🤖 AI Summary
This work addresses the challenges of efficiently and privately transforming continuous desktop interaction streams into structured personal logs on-device, where limited computational resources and cross-task context contamination pose significant obstacles. The authors propose a privacy-first multi-agent system featuring a unified filter-plan-record architecture, in which a lightweight Filter Agent, a text-only Brain Agent, a Record Agent, and a task-isolated Memory Agent collaborate to substantially reduce reliance on vision-language models (VLMs). Their approach introduces the first instruction-free on-device summarization mechanism, achieving a 60.4% reduction in total token consumption and a 72.3% decrease in VLM invocations on DesktopBench, while improving key information recall from 0.38 to 0.61. Furthermore, it maintains robust performance under task interruption, with 0.81 task accuracy and 0.80 key information retention (KIR).
📝 Abstract
Desktop interaction streams provide a continuous, privacy-sensitive record of interleaved user tasks.
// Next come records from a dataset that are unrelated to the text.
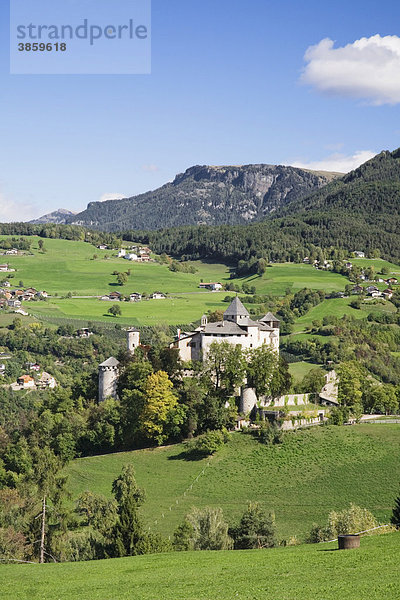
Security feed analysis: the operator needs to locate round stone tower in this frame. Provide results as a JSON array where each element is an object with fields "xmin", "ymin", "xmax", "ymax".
[
  {"xmin": 125, "ymin": 327, "xmax": 140, "ymax": 354},
  {"xmin": 239, "ymin": 387, "xmax": 257, "ymax": 414},
  {"xmin": 99, "ymin": 356, "xmax": 119, "ymax": 402}
]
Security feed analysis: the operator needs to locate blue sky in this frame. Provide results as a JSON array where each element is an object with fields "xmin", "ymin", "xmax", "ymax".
[{"xmin": 0, "ymin": 0, "xmax": 400, "ymax": 221}]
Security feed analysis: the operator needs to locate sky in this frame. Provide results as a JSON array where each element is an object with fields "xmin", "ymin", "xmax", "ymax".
[{"xmin": 0, "ymin": 0, "xmax": 400, "ymax": 222}]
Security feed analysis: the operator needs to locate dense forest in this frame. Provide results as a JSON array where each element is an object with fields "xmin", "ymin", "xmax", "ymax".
[{"xmin": 67, "ymin": 165, "xmax": 335, "ymax": 231}]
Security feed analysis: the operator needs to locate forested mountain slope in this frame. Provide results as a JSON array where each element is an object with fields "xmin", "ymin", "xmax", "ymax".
[
  {"xmin": 134, "ymin": 150, "xmax": 400, "ymax": 262},
  {"xmin": 69, "ymin": 165, "xmax": 338, "ymax": 231}
]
Transforming these streams into task-organized personal logs on-device faces two main challenges: exhaustive Vision-Language Model (VLM) processing strains local resources, and global stream processing causes cross-task context pollution. We present FOCAL (Filtered On-device Continuous Activity Logging), a privacy-first multi-agent system utilizing a unified filter-plan-log architecture. It cascades a lightweight Filter Agent for noise suppression, a text-only Brain Agent for task attribution, a Record Agent for selective visual reasoning, and a task-isolated Memory Agent for context-coherent summarization. Experiments on DesktopBench (comprising 2,572 screenshots across 420 complex sessions) show FOCAL reduces total token consumption by 60.4% and VLM call count by 72.3% versus a baseline, while boosting Key Information Recall (KIR) from 0.38 to 0.61. Crucially, under $A{\to}B{\to}A$ task interruptions, FOCAL maintains Task Acc 0.81 and KIR 0.80, whereas the baseline collapses to Task Acc 0.03. FOCAL pioneers the efficient, on-device summarization of instruction-free desktop streams into multi-perspective personal logs.